DATE: Saturday, August 16, 1997 TAG: 9708160017 SECTION: LOCAL PAGE: B9 EDITION: FINAL TYPE: OPINION SOURCE: KERRY DOUGHERTY LENGTH: 76 lines
Earlier this summer I was talking with a friend whose daughter, like mine, was away at camp.
She boasted that she was able to send daily faxes to her girl, and the camp staff delivered them directly to her daughter's bunk. Her daughter, forbidden to phone, was able to fax right back.
I didn't envy her this touch of modernity. I'm a postage-stamp kid. I live for mail.
There's something about holding a real letter in your hands, an object that days earlier was in the hands of the sender, who licked the envelope and scrawled your name on the front. It's that personal connection that keeps me from throwing most letters away. Ever.
I don't feel the same enthusiasm toward faxes.
Fortunately, my daughter's camp was primitive. Mail was the only way we could communicate for the better part of one month.
I now have a little bundle of camp letters to remember those weeks by. They're in my daughter's own hand, with her weird 8-year-old spelling and bits of detritus from camp at the bottom of each envelope. I'll treasure them all my life. She has a much fatter pile of letters from me, which she may or may not save.
Like other avid letter writers, my desk and drawers, closets and files - at my home and my parents' - are filled with letters dating back to my childhood pen pals. Most of those are light as a feather, written on air-mail paper and mailed in red, white and blue air envelopes. Better yet are those blue folded-up air letters. A letter and envelope all in one. You had to be very careful opening those with a kitchen knife.
Among my old letters are dozens and dozens from Joseph Peter Chisdu Segum Keshi, an Ibo tribesman and student at the University of Ibadan when last I heard from him. He disappeared in the early '70s during the Nigerian civil war. We had written to each other weekly from the time we were 10. I still reread his letters and wonder if he escaped with his life.

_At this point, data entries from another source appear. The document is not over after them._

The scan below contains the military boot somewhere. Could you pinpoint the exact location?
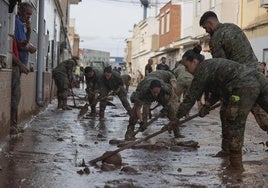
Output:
[99,109,104,119]
[214,139,230,157]
[90,106,96,116]
[228,153,244,172]
[58,96,62,109]
[62,99,72,110]
[125,125,135,141]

Shirley Green's letters are in a drawer at my parents' house. She was a Protestant girl in Belfast with whom I faithfully corresponded for years. My favorite letters were from a girl named Maria Pia Formigoni, who lived in Milan and wrote flawless English. She had a silly sense of humor and would translate Italian jokes into English for me. In return, I'd send her riddles to amuse her Milanese classmates.
I could still write to Pia if I had her address and it would cost me just 60 cents.
That's right, the U.S. Postal Service will take our half-ounce letters and deliver them to Italy or Nigeria or Nepal for a pittance.
What a deal. What a bargain.
I love the U.S. Postal Service. The people there get so little respect, and they make the news only when one of their number goes berserk and starts shooting.
So I was heartened this week listening to a radio report on the UPS strike. A spokesperson for Land's End reported that the mail-order company had switched to the U.S. Postal Service to send its packages. She - and the radio interviewer - seemed stunned that Land's End's customers reported receiving their parcels by mail in 3-4 days. Every bit as fast as UPS.
It's clear these guys don't use the Postal Service much.
If anything good is to come out of this UPS work stoppage, maybe it will be a new respect for American mail service.
I'm frankly amused by those who believe that anything government can do, a private company can do better. If first-class mail were handed over to private corporations (as some have suggested in the past), it wouldn't be long before a letter to Almo, Idaho, would cost about $3 instead of 32 cents. Count on it.
But the Postal Service delivers first-class mail to every corner of the United States for the same low price. That may not seem like a bargain when you're posting your phone bill to Richmond, but it's a godsend when you want to send a love letter to Prudhoe Bay, Alaska.
Back in July, my daughter was thrilled when her second-grade teacher wrote to her from Maine and sprinkled some New England sand in the envelope.
Try that with a fax machine. MEMO: Ms. Dougherty is an editorial writer for The Virginian-Pilot.